Tuesday, 18 October 2011

Second hand bookshops

can be full of surprises. Hay-on-Wye is just close enough to worry the bank balance...
Over the years it's been possible to pick up neglected classics of Anglican / Anglo-Catholic theology - written by those Fr Aidan Nichols has referred to as being recognisably "..'separated doctors' of the Catholic Church" - which are now highly unfashionable and largely out of print, and which have been definitely excluded from the curriculum as far as most centres of Anglican "ministry" training are concerned.
[For that catastrophic development see previous posts.

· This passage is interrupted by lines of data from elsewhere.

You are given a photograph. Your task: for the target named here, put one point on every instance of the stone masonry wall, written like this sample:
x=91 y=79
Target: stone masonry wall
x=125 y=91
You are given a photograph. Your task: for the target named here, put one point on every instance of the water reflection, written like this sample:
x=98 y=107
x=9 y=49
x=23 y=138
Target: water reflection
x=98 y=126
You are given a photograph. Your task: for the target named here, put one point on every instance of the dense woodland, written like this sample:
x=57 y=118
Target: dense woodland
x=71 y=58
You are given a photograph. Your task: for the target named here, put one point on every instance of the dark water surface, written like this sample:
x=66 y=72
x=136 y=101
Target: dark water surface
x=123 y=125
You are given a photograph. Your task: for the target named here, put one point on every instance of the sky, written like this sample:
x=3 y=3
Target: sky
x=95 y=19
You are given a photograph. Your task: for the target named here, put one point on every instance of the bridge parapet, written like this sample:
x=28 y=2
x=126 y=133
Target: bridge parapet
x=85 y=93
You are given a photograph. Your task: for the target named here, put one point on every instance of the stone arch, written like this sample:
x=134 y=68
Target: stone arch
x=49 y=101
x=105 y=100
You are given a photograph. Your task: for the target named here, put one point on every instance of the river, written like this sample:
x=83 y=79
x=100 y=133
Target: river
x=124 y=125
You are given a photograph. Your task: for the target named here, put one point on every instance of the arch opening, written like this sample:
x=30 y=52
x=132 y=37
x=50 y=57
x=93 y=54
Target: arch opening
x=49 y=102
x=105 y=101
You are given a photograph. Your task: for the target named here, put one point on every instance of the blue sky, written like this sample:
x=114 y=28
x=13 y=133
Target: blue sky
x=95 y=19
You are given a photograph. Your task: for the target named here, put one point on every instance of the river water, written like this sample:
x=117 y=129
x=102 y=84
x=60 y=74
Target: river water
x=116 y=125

One can't help thinking that this isn't wholly unwelcome in some quarters; the less those training for Anglican ministry actually know about the Christian tradition - as opposed, say, to modern trends in psychology and the sociology of religion - the less likelihood there is of the current theological consensus ever being seriously challenged.]

But as well as what seems to be a privately-bound early 1900s copy of Thomas Traherne's Centuries of Meditations for a couple of pounds, I recently picked up a curious modern (1992) reprint by the Ebury Press of  the Book of Common Prayer.
I'm  almost convinced the project was the work of an ironic Anglo-Catholic (perhaps a successor of the wicked person who came up with the idea of the Latimer and Ridley votive candlestands for the Society of SS. Peter and Paul in the 1920s), as it is illustrated throughout with some quite good quality images of medieval and later illuminations taken from manuscripts at the Bodleian.
I particularly like the depictions of the Mass complete with elevations of the host and use of the houseling cloth, and of the Burial Rite, with candles, pall and the celebration of a Requiem Mass (pictured below)
To say the illustrations have a distinct tendency to subvert the intentions of those who originally compiled the 1552 text, doesn't do it justice by a long way. I'll regard it as a view of how things should have been and should be still & leave it at that............
But probably worth the fifty pence I paid for it.


  1. Boring! Everybody, but everybody's got a copy of that.